HOME >これで解決!労働実務Q&A>賃金・賞与・退職金>年俸制と割増賃金 サイトマップ
労働実務Q&Aこれで解決!

年俸制と割増賃金

Q.

当社では、役員および課長クラス以上の管理職は、すでに年俸制に移行しています。このたび一般職についても、裁量度の高いホワイトカラーを対象に、年俸制の導入を検討中です。従前の基本給とすべての手当を含めて賃金の1年分を一括して提示する方法を考えています。
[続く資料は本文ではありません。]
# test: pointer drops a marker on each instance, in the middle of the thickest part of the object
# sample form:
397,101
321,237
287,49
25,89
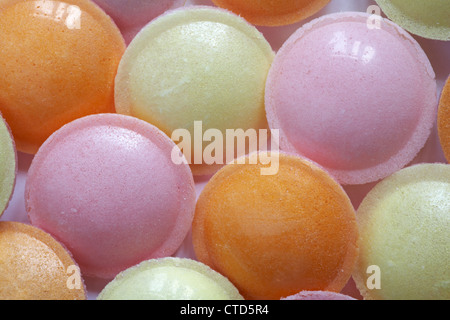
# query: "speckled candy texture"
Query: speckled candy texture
360,102
170,279
444,120
34,266
132,15
273,13
404,225
106,187
318,296
196,63
58,63
275,235
429,19
8,165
この年俸の中に残業代としての割増賃金を含めることができるでしょうか。

A.

年俸制にあらかじめ一定時間数の残業代を含めることは可能です。ただし、これを適法に行うためには、通常の労働時間に対応する賃金部分と割増賃金相当部分が明確に判別できるようになっていなければなりません。年俸制になったからといって残業代の支払いが免除されるわけではないのです。残業代を明確にしないと、「賃金不払残業」となります。


◆年俸制の特徴と賃金法制

  年俸制は、賃金額を年単位の総額で設定するとともに、その額が主として成果・業績を評価して決定される、という特徴をもっています。時給制、日給制、月給制と同じく、年俸制という賃金決定方式をとるかどうかは、基本的に当事者の自由に委ねられています。
  年俸制は、プロ野球選手のように、1年の仕事の評価により翌年度の賃金額を決める制度ですから、労働時間の量や割増賃金を問題とする必要のない管理監督者(労基法41条)や裁量労働制の適用者(同38条の3、38条の4)に適した賃金制度です。
  ただし、制度設計にあたっては、支払方法の規制に注意しなければなりません。すなわち、毎月1回以上一定期日払いの原則(労基法24条2項)が適用されるため、年俸を少なくとも12回に分割して支払うことが必要です。


◆年俸制適用労働者と割増賃金

  管理監督者、裁量労働制の適用者以外の一般労働者については、時間外・休日労働に対する割増賃金を支払わなければなりません。割増賃金の支払いについて定めた労基法37条が正面から適用されるからです。
  年間の割増賃金額をあらかじめ年俸のなかに含めて支払う定額払いもできます。ただし、年俸額のなかの割増賃金部分を明確に区分するとともに、実際の時間外労働の割増賃金額を上回っていることが条件です。割増賃金部分が法定の額を上回っているか否かが後から検証できない支払方法は、37条の趣旨に反し、無効といわざるを得ません。
  行政解釈でも、「一般的には、年俸に時間外労働等の割増賃金が含まれていることが労働契約の内容であることが明らかであって、割増賃金相当部分と通常の労働時間に対応する賃金部分とに区別することができ、かつ、割増賃金相当部分が法定の割増賃金額以上支払われている場合は労働基準法37条に違反しないと解される」としています(平12.3.8基収78号)。


◆割増賃金・平均賃金の算定基礎

  割増賃金の算定基礎となる「通常の労働時間又は労働日の賃金」(労基法37条1項)からは、「臨時に支払われた賃金」や「1箇月を超える期間ごとに支払われる賃金」が除外されています(同条4項、労基則21条4号、5号)。年俸額の一定部分として支払われている賞与はどうなるか。たとえば、年俸の17分の5に当たる部分を二分して、6月と12月に賞与として支払った場合、割増賃金の算定基礎から除外できるでしょうか。
  行政解釈は、支給額があらかじめ確定している賞与は、「臨時に支払われた賃金」にも「1箇月を超える期間ごとに支払われる賃金」にも該当しないものであり、割増賃金の算定基礎から除外できないと解釈しています(平12.3.8基収78号)。「平均賃金」(労基法12条)についても同様で、賞与の支払い方法に工夫がいります。